Front. Psychiatry, 23 October 2015 |

Face scanning in autism spectrum disorder and attention deficit/hyperactivity disorder: human versus dog face scanning

imageMauro Muszkat1, imageClaudia Berlim de Mello2, imagePatricia de Oliveira Lima Muñoz3, imageTania Kiehl Lucci3, imageVinicius Frayze David3, imageJosé de Oliveira Siqueira3 and imageEmma Otta3*
  • 1Departamento de Psicobiologia, Universidade Federal de São Paulo, São Paulo, Brazil
  • 2Programa de Pós Graduação em Educação e Saúde, Universidade Federal de São Paulo, São Paulo, Brazil
  • 3Departamento de Psicologia Experimental, Instituto de Psicologia, Universidade de São Paulo, São Paulo, Brazil

This study used eye tracking to explore attention allocation to human and dog faces in children and adolescents with autism spectrum disorder (ASD), attention deficit/hyperactivity disorder (ADHD), and typical development (TD). Significant differences were found among the three groups. TD participants looked longer at the eyes than ASD and ADHD ones, irrespective of the faces presented. In spite of this difference, groups were similar in that they looked more to the eyes than to the mouth areas of interest. The ADHD group gazed longer at the mouth region than the other groups. Furthermore, groups were also similar in that they looked more to the dog than to the human faces. The eye-tracking technology proved to be useful for behavioral investigation in different neurodevelopmental disorders.


The study of behavioral and neurophysiological patterns related to visual attention is a promising research field to understand the modulation of attentional performance at different ages and in various neurodevelopmental and neuropsychiatric disorders (1, 2).

Although difficulties in social interaction, empathy, facial expression, recognition, and emotional exchange are core symptoms of autism spectrum disorder (ASD), it has been reported that people with attention deficit/hyperactivity disorder (ADHD) may also have impairment in social cognition and mood regulation, which may lead to high levels of peer rejection (36). Social cognition impairments observed in children with ADHD usually involve difficulties in understanding emotional cues especially in negative contexts, such as anger, sadness and disgust, inadequate emotional reaction to emotional perception, and poor ability to inhibit and regulate emotional and behavioral responses (7). At the same time, changes in selective and sustained attention, one of the most consistent conditions in defining the neuropsychological profile of children with ADHD, are also observed in children with ASD (8, 9).

The current DSM-5 (10) does not exclude ASD in the delimitation of ADHD diagnostic criteria, given the frequent association and comorbidity between the two disorders. The existence of shared biological processes in these two neurodevelopmental conditions has been confirmed in epigenetic (11) and neuroimaging studies (12). Behavioral and neurophysiological measures can help to elucidate these disorders. The identification of objective performance measures as endophenotypic markers underlying the common clinical manifestations may be helpful to improve the differential diagnosis.

Attentional modulation occurs in ADHD at different levels, influencing selective attention guided both to external information and to endogenous processes, linked to executive control and emotional self-regulation (3). In this sense, research on motivated attention can contribute to a better understanding of symptom overlap with ASD. Eye movements are privileged pathways for obtaining knowledge about developmental abnormalities, opening new windows into the working of the mind (13).

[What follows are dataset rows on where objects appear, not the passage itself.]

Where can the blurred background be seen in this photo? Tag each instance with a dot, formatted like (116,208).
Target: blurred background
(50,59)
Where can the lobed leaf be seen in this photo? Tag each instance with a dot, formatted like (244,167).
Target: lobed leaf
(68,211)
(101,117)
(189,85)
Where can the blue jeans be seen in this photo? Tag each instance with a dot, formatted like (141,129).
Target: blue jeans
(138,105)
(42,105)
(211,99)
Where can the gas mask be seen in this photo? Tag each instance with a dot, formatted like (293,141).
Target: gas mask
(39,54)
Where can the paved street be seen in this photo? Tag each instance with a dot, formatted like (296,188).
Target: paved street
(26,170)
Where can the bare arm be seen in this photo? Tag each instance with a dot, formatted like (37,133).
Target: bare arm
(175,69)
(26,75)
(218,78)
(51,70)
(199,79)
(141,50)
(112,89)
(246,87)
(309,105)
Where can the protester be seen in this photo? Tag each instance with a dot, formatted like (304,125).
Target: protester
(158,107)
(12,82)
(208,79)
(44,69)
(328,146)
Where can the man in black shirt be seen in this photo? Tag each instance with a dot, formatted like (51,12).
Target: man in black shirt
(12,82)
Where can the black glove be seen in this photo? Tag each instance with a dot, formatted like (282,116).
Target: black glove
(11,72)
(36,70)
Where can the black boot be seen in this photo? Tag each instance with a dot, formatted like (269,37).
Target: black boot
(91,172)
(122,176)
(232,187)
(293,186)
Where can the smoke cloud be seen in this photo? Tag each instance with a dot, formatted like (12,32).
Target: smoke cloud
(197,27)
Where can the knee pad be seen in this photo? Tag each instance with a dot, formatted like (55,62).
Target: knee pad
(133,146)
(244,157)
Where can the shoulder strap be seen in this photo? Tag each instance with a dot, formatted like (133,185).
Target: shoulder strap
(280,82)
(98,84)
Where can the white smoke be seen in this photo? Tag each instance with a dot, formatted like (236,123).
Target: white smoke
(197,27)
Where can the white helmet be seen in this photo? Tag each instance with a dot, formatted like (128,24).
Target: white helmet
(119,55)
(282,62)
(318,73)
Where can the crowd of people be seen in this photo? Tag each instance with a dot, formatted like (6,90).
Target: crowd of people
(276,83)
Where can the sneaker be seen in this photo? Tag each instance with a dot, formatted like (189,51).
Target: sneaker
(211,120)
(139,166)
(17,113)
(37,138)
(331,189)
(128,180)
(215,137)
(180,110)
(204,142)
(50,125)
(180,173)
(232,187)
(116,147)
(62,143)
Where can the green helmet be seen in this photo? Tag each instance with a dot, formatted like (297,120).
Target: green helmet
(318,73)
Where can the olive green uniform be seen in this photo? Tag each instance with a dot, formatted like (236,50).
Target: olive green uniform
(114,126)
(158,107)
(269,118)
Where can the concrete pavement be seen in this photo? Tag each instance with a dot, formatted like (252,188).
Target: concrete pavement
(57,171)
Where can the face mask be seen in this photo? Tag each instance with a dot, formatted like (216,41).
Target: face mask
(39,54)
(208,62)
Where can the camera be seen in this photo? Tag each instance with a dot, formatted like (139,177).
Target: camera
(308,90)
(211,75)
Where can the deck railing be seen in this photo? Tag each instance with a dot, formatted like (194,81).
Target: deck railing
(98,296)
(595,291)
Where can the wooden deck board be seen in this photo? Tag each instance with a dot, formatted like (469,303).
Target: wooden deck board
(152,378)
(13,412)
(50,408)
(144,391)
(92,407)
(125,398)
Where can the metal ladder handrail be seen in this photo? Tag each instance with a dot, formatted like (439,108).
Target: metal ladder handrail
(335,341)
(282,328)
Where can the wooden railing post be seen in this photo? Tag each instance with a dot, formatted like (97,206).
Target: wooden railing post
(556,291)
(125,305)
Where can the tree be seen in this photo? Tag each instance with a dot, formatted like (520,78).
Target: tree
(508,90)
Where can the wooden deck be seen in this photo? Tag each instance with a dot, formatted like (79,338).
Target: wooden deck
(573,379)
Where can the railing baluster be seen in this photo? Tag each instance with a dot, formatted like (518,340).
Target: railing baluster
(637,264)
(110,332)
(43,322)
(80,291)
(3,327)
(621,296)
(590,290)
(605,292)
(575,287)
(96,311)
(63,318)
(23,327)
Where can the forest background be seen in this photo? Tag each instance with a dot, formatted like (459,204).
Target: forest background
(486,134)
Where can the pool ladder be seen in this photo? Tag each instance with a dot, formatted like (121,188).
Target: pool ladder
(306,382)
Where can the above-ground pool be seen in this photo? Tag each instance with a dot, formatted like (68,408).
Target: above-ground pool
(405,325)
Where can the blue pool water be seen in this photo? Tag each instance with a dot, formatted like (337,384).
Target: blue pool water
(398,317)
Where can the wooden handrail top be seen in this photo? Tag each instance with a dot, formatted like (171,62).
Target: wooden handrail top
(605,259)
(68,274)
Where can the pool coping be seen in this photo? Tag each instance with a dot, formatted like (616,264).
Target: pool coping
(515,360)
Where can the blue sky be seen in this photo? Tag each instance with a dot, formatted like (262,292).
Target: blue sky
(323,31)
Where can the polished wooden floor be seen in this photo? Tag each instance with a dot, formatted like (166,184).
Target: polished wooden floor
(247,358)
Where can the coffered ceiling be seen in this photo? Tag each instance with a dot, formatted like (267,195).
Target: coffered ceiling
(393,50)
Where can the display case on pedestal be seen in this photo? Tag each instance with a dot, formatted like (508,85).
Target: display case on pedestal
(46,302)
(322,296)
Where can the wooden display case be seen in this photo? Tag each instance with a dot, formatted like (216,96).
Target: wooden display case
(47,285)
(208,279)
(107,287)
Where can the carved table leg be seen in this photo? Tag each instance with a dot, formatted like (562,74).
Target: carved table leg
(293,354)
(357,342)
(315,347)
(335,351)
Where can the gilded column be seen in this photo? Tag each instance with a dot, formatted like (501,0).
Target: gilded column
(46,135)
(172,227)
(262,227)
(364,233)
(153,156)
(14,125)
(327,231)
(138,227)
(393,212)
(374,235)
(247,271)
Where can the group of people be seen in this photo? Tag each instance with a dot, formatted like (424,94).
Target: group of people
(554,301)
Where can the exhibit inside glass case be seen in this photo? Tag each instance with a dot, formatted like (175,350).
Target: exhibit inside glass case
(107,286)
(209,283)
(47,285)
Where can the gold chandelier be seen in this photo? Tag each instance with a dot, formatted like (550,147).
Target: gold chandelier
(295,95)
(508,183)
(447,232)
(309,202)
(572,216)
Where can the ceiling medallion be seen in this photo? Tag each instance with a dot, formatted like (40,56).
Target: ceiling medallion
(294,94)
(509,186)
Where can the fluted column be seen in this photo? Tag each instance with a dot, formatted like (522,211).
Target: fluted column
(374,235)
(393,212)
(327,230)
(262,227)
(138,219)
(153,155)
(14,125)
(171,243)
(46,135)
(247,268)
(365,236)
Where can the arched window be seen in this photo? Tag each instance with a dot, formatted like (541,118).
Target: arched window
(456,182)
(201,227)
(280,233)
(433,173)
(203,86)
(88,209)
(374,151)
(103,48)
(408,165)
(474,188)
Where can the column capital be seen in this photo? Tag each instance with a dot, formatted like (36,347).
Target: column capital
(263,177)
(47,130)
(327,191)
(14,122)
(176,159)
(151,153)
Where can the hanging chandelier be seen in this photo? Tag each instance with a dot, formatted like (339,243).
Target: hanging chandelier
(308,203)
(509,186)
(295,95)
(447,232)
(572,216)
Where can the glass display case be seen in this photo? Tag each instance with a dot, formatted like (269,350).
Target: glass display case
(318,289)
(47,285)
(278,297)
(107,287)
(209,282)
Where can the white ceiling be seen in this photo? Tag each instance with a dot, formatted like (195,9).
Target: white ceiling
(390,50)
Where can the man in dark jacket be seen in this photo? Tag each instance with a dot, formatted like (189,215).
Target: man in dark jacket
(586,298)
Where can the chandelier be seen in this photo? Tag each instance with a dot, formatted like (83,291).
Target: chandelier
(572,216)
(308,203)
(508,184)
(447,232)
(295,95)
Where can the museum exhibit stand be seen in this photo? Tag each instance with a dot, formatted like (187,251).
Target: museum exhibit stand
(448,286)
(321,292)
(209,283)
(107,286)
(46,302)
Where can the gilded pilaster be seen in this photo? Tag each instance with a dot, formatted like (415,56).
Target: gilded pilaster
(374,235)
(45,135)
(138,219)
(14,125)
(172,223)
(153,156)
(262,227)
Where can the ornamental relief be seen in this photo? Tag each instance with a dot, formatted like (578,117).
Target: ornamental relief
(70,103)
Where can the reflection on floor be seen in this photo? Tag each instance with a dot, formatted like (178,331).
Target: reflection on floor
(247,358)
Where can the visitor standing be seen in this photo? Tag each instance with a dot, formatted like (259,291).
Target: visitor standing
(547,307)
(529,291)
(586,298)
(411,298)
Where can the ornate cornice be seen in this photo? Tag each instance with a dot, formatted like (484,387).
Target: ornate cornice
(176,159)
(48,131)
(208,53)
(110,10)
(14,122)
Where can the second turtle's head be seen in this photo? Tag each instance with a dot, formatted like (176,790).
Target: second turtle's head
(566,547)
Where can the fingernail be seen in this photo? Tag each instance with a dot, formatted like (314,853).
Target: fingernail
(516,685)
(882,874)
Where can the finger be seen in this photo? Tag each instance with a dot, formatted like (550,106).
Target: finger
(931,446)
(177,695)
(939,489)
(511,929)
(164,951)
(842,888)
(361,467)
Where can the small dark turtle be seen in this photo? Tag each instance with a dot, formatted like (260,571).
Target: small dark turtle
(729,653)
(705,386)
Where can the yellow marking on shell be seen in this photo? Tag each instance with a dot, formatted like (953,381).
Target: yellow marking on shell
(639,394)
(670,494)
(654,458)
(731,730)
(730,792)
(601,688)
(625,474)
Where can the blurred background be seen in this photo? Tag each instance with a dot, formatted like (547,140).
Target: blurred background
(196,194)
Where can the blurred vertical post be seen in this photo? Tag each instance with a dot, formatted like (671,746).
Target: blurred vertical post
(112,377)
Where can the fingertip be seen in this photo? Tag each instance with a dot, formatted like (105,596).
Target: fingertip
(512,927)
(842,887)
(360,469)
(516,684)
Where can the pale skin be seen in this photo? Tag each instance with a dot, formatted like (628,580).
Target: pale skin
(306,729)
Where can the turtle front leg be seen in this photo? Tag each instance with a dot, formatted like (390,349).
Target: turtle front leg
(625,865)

Eye-tracking technology allows a non-intrusive continuous measurement of attention to different types of visual stimuli and can be coupled to other recording devices to get a more complete picture of the physiological events that occur in the brain during information processing and improve our understanding of the neurophysiological and behavioral bases of ADHD and ASD. Although eye tracking has long been used to investigate the gaze patterns of normal adults, only recently it has been employed to study individuals with neurodevelopmental disorders. For instance, using eye-tracking technique, Riby and Hancock (14) compared how individuals with autism (ASD) and Williams’ syndrome (WS) investigated pictures of social scenes. Those with ASD spent less time than is typical viewing people and faces, whereas those with WS showed exaggerated fixations toward faces, and particularly toward the eyes. This study illustrates how the eye-tracking technique can be used to provide markers for atypical sociability and visual attention in neurodevelopmental disorders. Pelphrey et al. (15) reported anomalous face processing among children and adults with autism, with a greater proportion of their inspection time viewing non-feature areas of the faces and a smaller percentage of time examining core features, such as the nose, mouth, and, in particular, the eyes in comparison with control participants. Tottenham et al. (16) also found that individuals with ASD showed fewer gazes toward the eye region and that this behavioral pattern was accompanied by greater amygdala activation to neutral faces in comparison with controls. Dalton et al. (17) extended the use of eye tracking to the relatives of individuals with autism and found that the unaffected siblings’ gaze fixations and brain activation patterns during a face processing task were similar to that of the autism group compared with a matched control group.

Aims of the Present Paper

The present study aimed to analyze face scanning in two neurodevelopmental disorders. Using eye-tracking techniques, we compared how children and adolescents with ASD, ADHD, and typical development (TD) scanned faces. In contrast with previous studies which have been conducted with high-functioning ASD individuals [e.g., Ref. (15, 18, 19)], our sample included only low-functioning ASD individuals, considering that almost nothing is known about the low-functioning end of the autism spectrum.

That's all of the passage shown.